- January 3 - Wade Boggs, a five-time batting champion, and Ryne Sandberg, a nine-time Gold Glove winner at second base, are elected to the Baseball Hall of Fame. Boggs receives 474 votes, or 91.9 percent of the 516 ballots cast. Sandberg receives 393 votes, six more than the needed number. Relief pitchers Bruce Sutter (66.7 percent) and Rich "Goose" Gossage (55.2), and outfielders Jim Rice (59.5) and Andre Dawson (52.3), are the only other players to be named on at least half of the ballots cast.

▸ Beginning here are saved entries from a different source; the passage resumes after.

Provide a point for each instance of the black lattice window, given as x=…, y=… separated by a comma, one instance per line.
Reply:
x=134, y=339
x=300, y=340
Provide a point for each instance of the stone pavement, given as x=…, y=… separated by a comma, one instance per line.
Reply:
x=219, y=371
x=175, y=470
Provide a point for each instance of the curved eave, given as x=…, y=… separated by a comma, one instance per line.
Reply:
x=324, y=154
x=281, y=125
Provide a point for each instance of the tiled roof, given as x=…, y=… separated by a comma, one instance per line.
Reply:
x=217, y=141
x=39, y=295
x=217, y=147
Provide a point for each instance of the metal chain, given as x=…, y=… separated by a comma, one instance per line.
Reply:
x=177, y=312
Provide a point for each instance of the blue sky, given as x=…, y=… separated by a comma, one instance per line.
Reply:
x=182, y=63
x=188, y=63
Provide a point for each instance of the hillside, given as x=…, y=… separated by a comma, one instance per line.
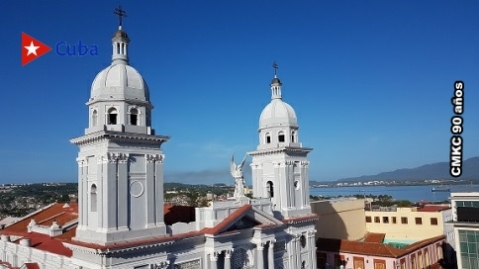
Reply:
x=440, y=170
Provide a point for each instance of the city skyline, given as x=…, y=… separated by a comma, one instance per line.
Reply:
x=371, y=83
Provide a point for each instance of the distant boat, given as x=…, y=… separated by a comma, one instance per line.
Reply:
x=440, y=189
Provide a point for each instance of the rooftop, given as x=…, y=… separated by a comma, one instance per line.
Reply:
x=372, y=247
x=433, y=208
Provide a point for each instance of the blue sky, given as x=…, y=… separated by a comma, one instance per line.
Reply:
x=371, y=81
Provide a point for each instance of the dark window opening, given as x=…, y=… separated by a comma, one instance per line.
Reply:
x=94, y=118
x=270, y=189
x=134, y=117
x=112, y=116
x=93, y=199
x=112, y=119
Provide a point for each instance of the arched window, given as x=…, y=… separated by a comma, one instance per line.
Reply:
x=268, y=138
x=112, y=116
x=134, y=116
x=270, y=189
x=93, y=199
x=281, y=137
x=94, y=118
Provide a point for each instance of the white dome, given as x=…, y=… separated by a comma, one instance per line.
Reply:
x=119, y=81
x=278, y=113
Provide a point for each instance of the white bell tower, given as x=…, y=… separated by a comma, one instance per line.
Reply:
x=120, y=162
x=280, y=164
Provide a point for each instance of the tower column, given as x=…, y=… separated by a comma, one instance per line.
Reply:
x=290, y=172
x=101, y=177
x=214, y=260
x=228, y=259
x=158, y=186
x=82, y=191
x=312, y=247
x=260, y=254
x=150, y=190
x=122, y=184
x=271, y=255
x=110, y=185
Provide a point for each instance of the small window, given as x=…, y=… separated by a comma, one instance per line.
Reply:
x=112, y=116
x=281, y=137
x=270, y=189
x=94, y=118
x=93, y=198
x=134, y=116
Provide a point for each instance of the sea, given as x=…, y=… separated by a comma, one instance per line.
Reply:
x=411, y=193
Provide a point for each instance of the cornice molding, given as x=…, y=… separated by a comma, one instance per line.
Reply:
x=119, y=137
x=279, y=150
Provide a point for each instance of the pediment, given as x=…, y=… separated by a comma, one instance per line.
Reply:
x=245, y=217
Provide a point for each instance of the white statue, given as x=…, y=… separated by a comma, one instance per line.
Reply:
x=237, y=174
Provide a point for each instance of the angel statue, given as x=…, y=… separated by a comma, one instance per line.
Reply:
x=237, y=173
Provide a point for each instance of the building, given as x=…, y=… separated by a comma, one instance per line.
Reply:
x=343, y=217
x=465, y=206
x=372, y=253
x=410, y=224
x=120, y=219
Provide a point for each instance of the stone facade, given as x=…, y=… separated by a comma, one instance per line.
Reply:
x=120, y=220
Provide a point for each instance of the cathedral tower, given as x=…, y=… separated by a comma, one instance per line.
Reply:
x=120, y=162
x=280, y=165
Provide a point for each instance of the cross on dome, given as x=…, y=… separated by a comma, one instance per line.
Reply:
x=275, y=67
x=121, y=14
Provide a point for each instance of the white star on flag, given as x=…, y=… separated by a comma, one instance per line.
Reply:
x=32, y=49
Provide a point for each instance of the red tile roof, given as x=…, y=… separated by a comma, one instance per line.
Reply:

- January 21 - Roger Clemens and the Houston Astros agree to an $18 million, one-year contract. Clemens, a seven-time Cy Young Award winner, agrees to a deal that makes him the highest-paid pitcher for the fifth time, following deals with the Boston Red Sox in 1989 ($2.5 million) and 1991 ($5.38 million); with the Toronto Blue Jays before the 1997 season, and with the New York Yankees in 2000 ($15.45 million).
- February 2 - The trade that sent Sammy Sosa to the Baltimore Orioles from the Chicago Cubs is finalized after commissioner Bud Selig approves the deal and the slugger passes his physical. Chicago receives second baseman Jerry Hairston, Jr. and two minor leaguers, then signs Jeromy Burnitz as a free agent to replace Sosa in right field.

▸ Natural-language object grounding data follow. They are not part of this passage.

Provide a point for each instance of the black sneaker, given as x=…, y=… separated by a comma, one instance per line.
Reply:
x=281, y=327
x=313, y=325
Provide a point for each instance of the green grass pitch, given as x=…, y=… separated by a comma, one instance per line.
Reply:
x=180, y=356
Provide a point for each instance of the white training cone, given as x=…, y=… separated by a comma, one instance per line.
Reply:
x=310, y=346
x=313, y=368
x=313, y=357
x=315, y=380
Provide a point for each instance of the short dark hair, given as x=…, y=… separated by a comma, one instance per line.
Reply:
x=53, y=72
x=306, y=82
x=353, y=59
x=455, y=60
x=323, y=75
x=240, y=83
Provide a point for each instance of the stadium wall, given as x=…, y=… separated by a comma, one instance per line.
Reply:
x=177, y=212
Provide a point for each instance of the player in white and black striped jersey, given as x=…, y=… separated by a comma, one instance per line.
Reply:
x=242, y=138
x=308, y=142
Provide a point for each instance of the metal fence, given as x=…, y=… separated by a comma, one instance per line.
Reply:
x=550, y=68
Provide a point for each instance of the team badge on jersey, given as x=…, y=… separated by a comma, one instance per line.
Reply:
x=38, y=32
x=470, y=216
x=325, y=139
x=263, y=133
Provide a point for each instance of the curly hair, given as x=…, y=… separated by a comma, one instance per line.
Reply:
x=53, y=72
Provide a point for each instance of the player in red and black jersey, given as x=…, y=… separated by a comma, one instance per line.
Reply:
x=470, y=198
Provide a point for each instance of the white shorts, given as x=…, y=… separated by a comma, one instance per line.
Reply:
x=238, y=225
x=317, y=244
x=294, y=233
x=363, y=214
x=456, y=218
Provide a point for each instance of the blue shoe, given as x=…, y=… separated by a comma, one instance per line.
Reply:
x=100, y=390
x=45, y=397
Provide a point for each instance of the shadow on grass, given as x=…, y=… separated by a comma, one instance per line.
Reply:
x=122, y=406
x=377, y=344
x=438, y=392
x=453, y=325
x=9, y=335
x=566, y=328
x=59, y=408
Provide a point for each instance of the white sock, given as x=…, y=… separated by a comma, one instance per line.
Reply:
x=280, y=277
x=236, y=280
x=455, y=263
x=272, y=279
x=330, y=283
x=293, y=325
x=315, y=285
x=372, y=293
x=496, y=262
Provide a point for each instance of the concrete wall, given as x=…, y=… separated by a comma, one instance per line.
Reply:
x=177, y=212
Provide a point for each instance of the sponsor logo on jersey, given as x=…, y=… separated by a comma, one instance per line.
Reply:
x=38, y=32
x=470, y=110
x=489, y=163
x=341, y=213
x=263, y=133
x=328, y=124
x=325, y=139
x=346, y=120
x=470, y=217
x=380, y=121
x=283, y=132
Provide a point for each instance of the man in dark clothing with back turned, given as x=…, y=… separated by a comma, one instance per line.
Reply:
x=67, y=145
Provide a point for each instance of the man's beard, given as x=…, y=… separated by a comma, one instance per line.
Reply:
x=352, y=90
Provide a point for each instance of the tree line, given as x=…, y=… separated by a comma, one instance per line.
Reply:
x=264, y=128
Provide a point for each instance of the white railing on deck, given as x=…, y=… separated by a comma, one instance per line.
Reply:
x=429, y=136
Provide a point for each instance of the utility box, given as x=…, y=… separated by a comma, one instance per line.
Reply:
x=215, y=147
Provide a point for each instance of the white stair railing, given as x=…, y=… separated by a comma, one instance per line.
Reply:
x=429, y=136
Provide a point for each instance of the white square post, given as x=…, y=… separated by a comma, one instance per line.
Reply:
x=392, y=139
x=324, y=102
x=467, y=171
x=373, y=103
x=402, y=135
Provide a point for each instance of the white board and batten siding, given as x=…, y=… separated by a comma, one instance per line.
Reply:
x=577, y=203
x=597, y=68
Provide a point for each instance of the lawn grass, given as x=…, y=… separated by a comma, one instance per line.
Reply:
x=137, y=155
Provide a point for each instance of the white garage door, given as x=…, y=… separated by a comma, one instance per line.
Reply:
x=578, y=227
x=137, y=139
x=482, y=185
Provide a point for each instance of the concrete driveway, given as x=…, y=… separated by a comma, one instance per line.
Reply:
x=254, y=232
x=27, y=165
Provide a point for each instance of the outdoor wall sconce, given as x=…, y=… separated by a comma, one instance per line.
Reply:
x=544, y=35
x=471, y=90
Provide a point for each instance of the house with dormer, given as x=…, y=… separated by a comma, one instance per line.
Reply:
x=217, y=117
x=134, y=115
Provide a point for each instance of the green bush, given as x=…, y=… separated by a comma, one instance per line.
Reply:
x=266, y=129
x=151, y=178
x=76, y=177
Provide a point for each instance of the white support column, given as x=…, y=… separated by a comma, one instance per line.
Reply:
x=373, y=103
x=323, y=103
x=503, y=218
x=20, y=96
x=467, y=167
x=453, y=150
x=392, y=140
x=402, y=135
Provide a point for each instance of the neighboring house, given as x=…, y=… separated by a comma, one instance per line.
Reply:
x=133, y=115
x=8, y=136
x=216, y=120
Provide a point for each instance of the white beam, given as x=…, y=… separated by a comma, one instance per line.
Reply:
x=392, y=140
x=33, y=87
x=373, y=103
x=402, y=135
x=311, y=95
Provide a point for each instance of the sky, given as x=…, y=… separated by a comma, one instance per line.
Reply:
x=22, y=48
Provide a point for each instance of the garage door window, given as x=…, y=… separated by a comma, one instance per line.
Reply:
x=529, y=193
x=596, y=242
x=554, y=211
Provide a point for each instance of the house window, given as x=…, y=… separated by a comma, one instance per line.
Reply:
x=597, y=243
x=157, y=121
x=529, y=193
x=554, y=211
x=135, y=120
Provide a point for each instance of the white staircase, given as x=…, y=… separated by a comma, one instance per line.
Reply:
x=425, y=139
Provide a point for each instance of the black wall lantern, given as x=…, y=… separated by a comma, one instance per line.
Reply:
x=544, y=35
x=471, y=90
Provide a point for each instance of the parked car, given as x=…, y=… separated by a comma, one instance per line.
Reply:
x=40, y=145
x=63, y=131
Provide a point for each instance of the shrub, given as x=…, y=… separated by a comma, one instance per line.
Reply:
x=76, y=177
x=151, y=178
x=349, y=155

- February 6 - At Mazatlán, Mexico, Francisco Campos turns in another brilliant outing, and Mexican champion Venados de Mazatlán (Mazatlán Deers) holds on in the final game, edging the Dominican Republic 4-3 to win the 56th Caribbean World Series. The title is just Mexico's fifth since joining the competition in 1970, the second in the last four years, but its first since hosting the series. Campos allows just three hits - two infield hits and a bunt single - and a run over his first eight innings of work, striking out 11. Previously, Campos handcuffed the Venezuelan champion Tigres de Aragua (Aragua Tigers) 4-0 in the series opener. He allowed just three hits over eight innings and struck out 10. Campos is voted the Series MVP.

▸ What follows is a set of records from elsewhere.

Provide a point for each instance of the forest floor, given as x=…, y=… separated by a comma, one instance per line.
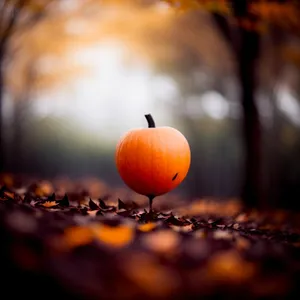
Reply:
x=77, y=244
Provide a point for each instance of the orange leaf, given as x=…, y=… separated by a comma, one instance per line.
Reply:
x=114, y=236
x=147, y=227
x=77, y=236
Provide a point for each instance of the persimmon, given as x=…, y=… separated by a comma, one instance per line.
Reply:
x=153, y=161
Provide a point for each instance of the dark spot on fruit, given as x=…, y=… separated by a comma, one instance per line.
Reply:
x=175, y=176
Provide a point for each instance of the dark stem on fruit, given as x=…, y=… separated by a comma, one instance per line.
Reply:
x=151, y=197
x=151, y=123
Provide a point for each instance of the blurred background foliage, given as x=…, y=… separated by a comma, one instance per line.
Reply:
x=76, y=75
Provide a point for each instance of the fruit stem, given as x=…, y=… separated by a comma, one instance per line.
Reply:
x=151, y=123
x=150, y=202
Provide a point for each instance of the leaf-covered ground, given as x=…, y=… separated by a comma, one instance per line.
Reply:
x=66, y=240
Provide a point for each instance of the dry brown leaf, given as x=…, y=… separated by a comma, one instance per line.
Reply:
x=49, y=204
x=229, y=266
x=118, y=236
x=77, y=236
x=164, y=241
x=147, y=227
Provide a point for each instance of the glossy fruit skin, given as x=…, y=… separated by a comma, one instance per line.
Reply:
x=153, y=161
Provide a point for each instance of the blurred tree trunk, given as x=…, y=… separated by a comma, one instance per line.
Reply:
x=1, y=118
x=245, y=46
x=246, y=58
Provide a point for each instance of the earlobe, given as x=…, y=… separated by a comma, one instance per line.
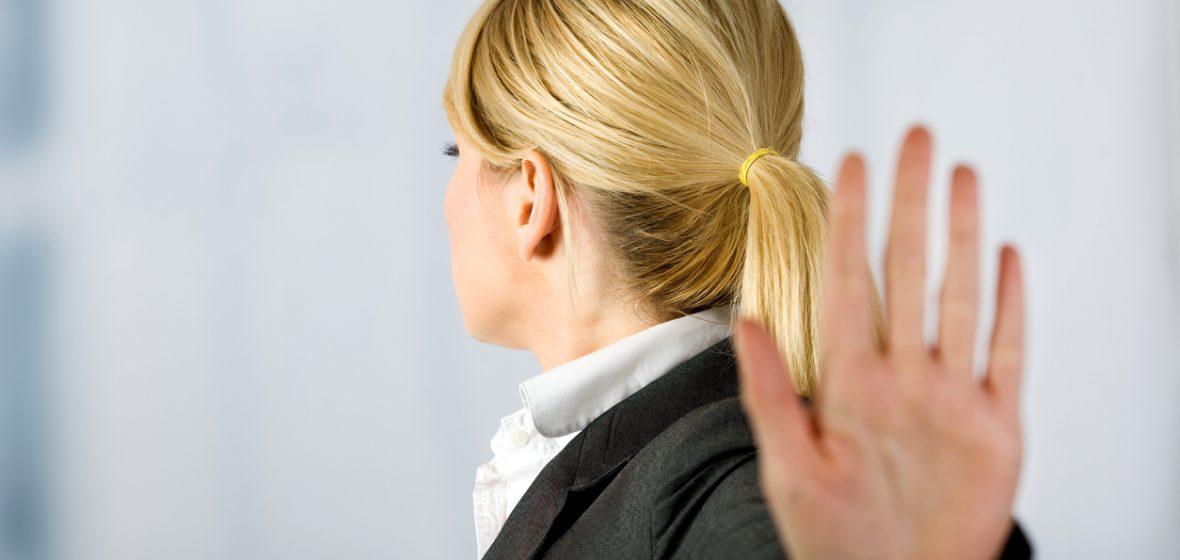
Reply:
x=538, y=208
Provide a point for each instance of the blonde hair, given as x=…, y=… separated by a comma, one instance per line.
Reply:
x=646, y=110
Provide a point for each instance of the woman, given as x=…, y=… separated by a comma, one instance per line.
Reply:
x=625, y=190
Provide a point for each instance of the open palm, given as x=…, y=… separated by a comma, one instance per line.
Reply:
x=904, y=453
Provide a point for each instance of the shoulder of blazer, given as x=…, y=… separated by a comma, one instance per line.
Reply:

- February 16 - The players' union signs an agreement calling for international drug-testing rules during a 16-team World Cup tournament (eventually called the World Baseball Classic) during 2006 spring training. Each team will select a provisional roster of 60 players, 45 days before the start of the tournament, and players will be covered by the drug-testing rules until the end of the competition. The deal, signed by the union, the commissioner's office and the International Baseball Federation, states that IBAF rules will cover the frequency of testing before and during the tournament, the list of prohibited substances, the procedures for taking samples and the laboratories used. More substances are banned by the IBAF than by the major leagues.
- March 2 - Thirty-two years after his death, Jackie Robinson receives the Congressional Gold Medal in the Capitol Rotunda, the highest honor Congress can bestow. The medal is accepted by Rachel Robinson, his widow. Baseball is represented in a way by former Texas Rangers executive George W. Bush. Robinson joins Roberto Clemente, Joe Louis and Jesse Owens as the only athletes among about 300 Gold Medal recipients. Following the ceremony, the Boston Red Sox are honored at the White House for winning the 2004 World Series.
- March 17 - Mark McGwire, Sammy Sosa, Rafael Palmeiro and Jose Canseco appeared before the House Government Reform Committee to discuss the topic of performance enhancing drugs in Major League Baseball. McGwire and Palmeiro were named as steroid users in Canseco's book, Juiced. McGwire declined to answer questions under oath when he appeared before the House Government Reform Committee. Sosa and Palmeiro both denied under oath ever having used PEDs, whereas McGwire never gave a committed answer, simply stating, "I'm not here to talk about the past. I'm here to be positive about this subject", repeatedly.